The liquidity provider (LP) minted volatility index tokens and reverse volatility index tokens on a pro-rata basis. Once the LP receives the minted Volatility Index Token / Inverse Volatility Index Token pair (e.g. ETHV / iETHV), the LP can provide liquidity to the Uniswap / AMM pool to earn transaction fees or sell one of the tokens in the marketplace to make a targeted bet on expected market volatility.

The number of volatility tokens received is based on the simple formula (where N = stable coins deposited into the protocol).

Number of volatility tokens received (e.g.
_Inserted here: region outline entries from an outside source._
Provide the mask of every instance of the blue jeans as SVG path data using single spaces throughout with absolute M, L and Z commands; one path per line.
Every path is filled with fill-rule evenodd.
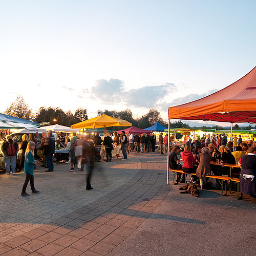
M 48 166 L 49 170 L 53 170 L 53 160 L 52 159 L 52 154 L 46 155 L 46 161 Z
M 7 155 L 4 154 L 4 161 L 5 163 L 5 171 L 7 174 L 10 173 L 10 164 L 12 166 L 12 171 L 13 174 L 15 173 L 16 168 L 16 158 L 17 156 L 8 156 Z
M 123 158 L 125 159 L 127 159 L 126 145 L 127 144 L 123 144 L 122 145 L 122 151 L 123 152 Z
M 135 152 L 139 152 L 139 143 L 138 142 L 134 142 L 134 150 L 135 151 Z

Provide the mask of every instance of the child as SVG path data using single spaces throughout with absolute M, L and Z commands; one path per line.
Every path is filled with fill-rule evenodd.
M 22 197 L 29 196 L 30 194 L 26 192 L 27 186 L 30 181 L 30 186 L 32 194 L 40 193 L 40 191 L 37 190 L 34 186 L 34 164 L 38 163 L 34 158 L 34 150 L 35 147 L 35 143 L 33 141 L 30 141 L 28 143 L 25 152 L 25 161 L 24 164 L 24 174 L 26 174 L 25 181 L 23 185 L 22 194 Z

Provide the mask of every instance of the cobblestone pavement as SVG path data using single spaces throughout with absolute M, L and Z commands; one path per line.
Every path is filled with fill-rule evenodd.
M 95 163 L 89 191 L 69 165 L 38 168 L 41 193 L 25 198 L 23 174 L 1 174 L 0 254 L 254 255 L 255 204 L 220 191 L 180 194 L 172 174 L 165 184 L 166 160 L 155 153 Z
M 133 154 L 95 163 L 92 185 L 57 164 L 38 167 L 39 194 L 20 196 L 24 174 L 0 175 L 0 254 L 105 255 L 148 217 L 168 193 L 166 157 Z M 28 186 L 27 192 L 30 192 Z M 97 254 L 98 253 L 98 254 Z

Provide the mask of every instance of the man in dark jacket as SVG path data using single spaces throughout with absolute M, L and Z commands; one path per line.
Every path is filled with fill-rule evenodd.
M 52 135 L 52 131 L 47 132 L 46 141 L 44 143 L 44 152 L 48 166 L 48 169 L 46 172 L 53 172 L 52 156 L 55 153 L 55 139 Z
M 156 141 L 157 140 L 157 138 L 156 135 L 153 133 L 151 134 L 151 136 L 150 137 L 150 140 L 151 142 L 152 152 L 155 152 L 156 151 Z
M 16 159 L 18 146 L 16 141 L 12 140 L 11 135 L 6 136 L 7 141 L 5 141 L 2 146 L 2 151 L 4 153 L 4 161 L 5 163 L 6 174 L 10 174 L 10 164 L 12 167 L 12 174 L 15 174 Z
M 101 148 L 101 144 L 102 143 L 102 140 L 101 139 L 101 137 L 99 136 L 99 133 L 97 133 L 96 134 L 96 135 L 93 138 L 93 142 L 94 143 L 95 150 L 99 155 L 100 148 Z M 95 157 L 95 160 L 96 162 L 99 162 L 99 159 L 96 157 Z
M 134 141 L 134 150 L 135 152 L 139 152 L 139 145 L 140 144 L 140 136 L 138 135 L 138 134 L 135 134 L 133 138 L 133 140 Z

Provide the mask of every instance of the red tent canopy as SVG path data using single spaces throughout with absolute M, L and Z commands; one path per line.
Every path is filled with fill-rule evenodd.
M 232 84 L 204 98 L 168 109 L 169 119 L 256 122 L 256 67 Z
M 116 131 L 116 132 L 117 132 L 117 133 L 121 134 L 121 133 L 122 133 L 122 131 L 124 131 L 124 132 L 125 132 L 125 133 L 137 133 L 138 134 L 142 134 L 144 133 L 145 133 L 146 134 L 149 134 L 150 133 L 151 133 L 150 131 L 140 129 L 140 128 L 138 128 L 137 127 L 135 126 L 129 127 L 126 129 L 120 130 L 120 131 Z

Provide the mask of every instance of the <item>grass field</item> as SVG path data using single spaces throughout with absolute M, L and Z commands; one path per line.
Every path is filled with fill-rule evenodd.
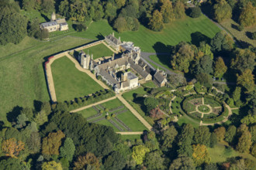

ETHV) = N/200

Number of reverse volatility tokens received (e.g. iETHV) = N/200

In an example scenario, the liquidity provider (LP) deposits 200 Dai and receives 1 Ether Volatility Index token (ETHV) as well as 1 Ether Reverse Volatility Index token (iETHV).


A given volatility index token (e.g. ETHV) will track the corresponding off-chain Volmex volatility index (e.g. Ether Volatility Index @~120%; ETHV is worth ~$120).

Reverse Volatility Index tokens (e.g. iETHV) will track the market cap (e.g. $200) minus the long token (e.g. Ether Volatility Index @ ~120%; iETHV is worth ~$80).

The Volmex Volatility Index source code and detailed methodology will be available when it goes live on its main website, and Volatility Index data will be available in the Volmex web application.

Redeem (Redemptions)

Liquidity providers (LPs) can redeem an equal percentage of stablecoin collateral with volatility tokens by calling the redeem function.


For example, 1 ETHV token and 1 iETHV token can be redeemed for 200 DAI or USDC.

Trader (Trader)

Traders buy volatility tokens from spot exchanges such as Uniswap.


Minting Fees
There is a minting fee for minting volatility tokens, these fees are paid to the Volmex Core Multi Wallet address, the current fee rate is set at 0.10% and it can be updated by the Volmex Core Multi Signature.

Redemption Fees
Similarly, redemptions of Volatility tokens are subject to a redemption fee, currently set at 0.30%, which can be updated by the Volmex Core Multi-Signature.

About licensing and auditing
Inspired by Uniswap v3, volmex.finance v1 will be released under the Business Source License ( BSL) copyright protection, which means that its codebase is protected for two years.

In addition, CertiK and Coinspect Security have conducted an audit of the v1 version of the protocol, and the full report is linked below.

Full audit from CertiK

Full audit from Coinspect

About the go-live plan
It is reported that volmex.finance v1 will go live on the main ethereum network in June this year, and will later expand to sidechains such as Polygon and Optimism or layer 2 networks.

Initially, users will be able to mint, redeem and trade volatility tokens for two major crypto assets, Bitcoin (BTC) and Ether (ETH). And more index products and collateral types will follow.

Posted by:CoinYuppie,Reprinted with attribution to:https://coinyuppie.com/3-minutes-to-understand-volatility-index-protocol-volmex/
Coinyuppie is an open information publishing platform, all information provided is not related to the views and positions of coinyuppie, and does not constitute any investment and financial advice. Users are expected to carefully screen and prevent risks.